Now that we’ve decided to follow the Romantic Road from beginning to end, we’re moving further north and staying for 4 nights in Dinkelsbühl. On the way, we stop off for lunch at Augsburg. We park outside the historical centre so we can cycle into the city which proves to be a good plan. We easily find free parking in Lützowstrasse on the other side of the Lech in the north east. That way we can follow the red dotted line on the map at the top and follow it south and then east.
Our first stop, as always, is the tourist office to get a map and list of places of interest.
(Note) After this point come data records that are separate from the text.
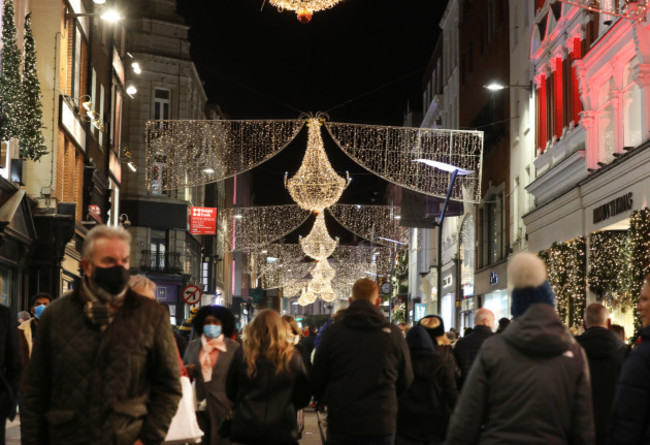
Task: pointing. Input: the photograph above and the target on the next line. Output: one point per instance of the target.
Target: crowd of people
(102, 366)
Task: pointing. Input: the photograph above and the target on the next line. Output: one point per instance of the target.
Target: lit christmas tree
(32, 142)
(10, 86)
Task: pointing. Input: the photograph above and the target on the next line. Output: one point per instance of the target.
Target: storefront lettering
(613, 207)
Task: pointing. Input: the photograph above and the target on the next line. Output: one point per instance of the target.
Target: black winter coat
(361, 365)
(11, 364)
(630, 420)
(266, 405)
(425, 408)
(606, 354)
(529, 385)
(467, 348)
(113, 387)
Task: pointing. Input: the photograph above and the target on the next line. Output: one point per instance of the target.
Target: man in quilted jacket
(105, 367)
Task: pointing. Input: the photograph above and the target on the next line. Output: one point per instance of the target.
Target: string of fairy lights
(190, 153)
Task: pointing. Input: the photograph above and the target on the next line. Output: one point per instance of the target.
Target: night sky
(360, 62)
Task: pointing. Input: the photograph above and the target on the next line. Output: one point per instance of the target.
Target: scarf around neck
(209, 353)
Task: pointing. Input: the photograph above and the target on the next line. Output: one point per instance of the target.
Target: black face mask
(112, 279)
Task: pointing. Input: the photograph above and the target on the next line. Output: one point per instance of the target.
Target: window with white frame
(606, 123)
(161, 104)
(632, 106)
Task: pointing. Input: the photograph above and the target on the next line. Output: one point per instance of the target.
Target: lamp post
(455, 171)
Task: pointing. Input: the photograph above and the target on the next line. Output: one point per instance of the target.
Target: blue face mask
(212, 330)
(38, 310)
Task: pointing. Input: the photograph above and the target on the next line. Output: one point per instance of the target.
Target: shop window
(161, 104)
(606, 123)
We learn there are three fountains on Maximilian strees, also known as the Imperial Road, erected in about 1600. Unfortunately, the Rathaus (Town Hall) is being renovated but the sumptuous Gold Room, restored in 1985, is open and we are the only visitors.
We have a picnic lunch in the cathedral square (it’s an intermittent fast day) and visit the Romanesque crypt and the oldest series of stained glass windows in the world.
We have coffee just opposite the second fountain, that of Mercury.
Next on our list is the beautiful Renaissance Damenhof, part of the Fugger family’s houses and business premises built from 1512 to 1515. The courtyard with its Tuscan columns supporting arcades and painted arches, was a family garden for the female members of the family. Today it contains a very romantic café. What a pity we didn’t know about it ten minutes earlier!
We then see the third fountain, that of Hercules.
The two churches of St Ulrich and Saint Afra are built up against each other.
The late gothic Catholic basilica of St Ulrich is a combination of Renaissance and baroque.
The protestant church of St Ulrich with its beautiful stucco ceilings, is most unusual.
On the way out, we go by the Fuggerei, 67 houses built for the Catholic poor by Jacob Fugger. The annual rent is less than a euro.
Next stop: the beautifully preserved mediaeval village of Dinkelsbühl.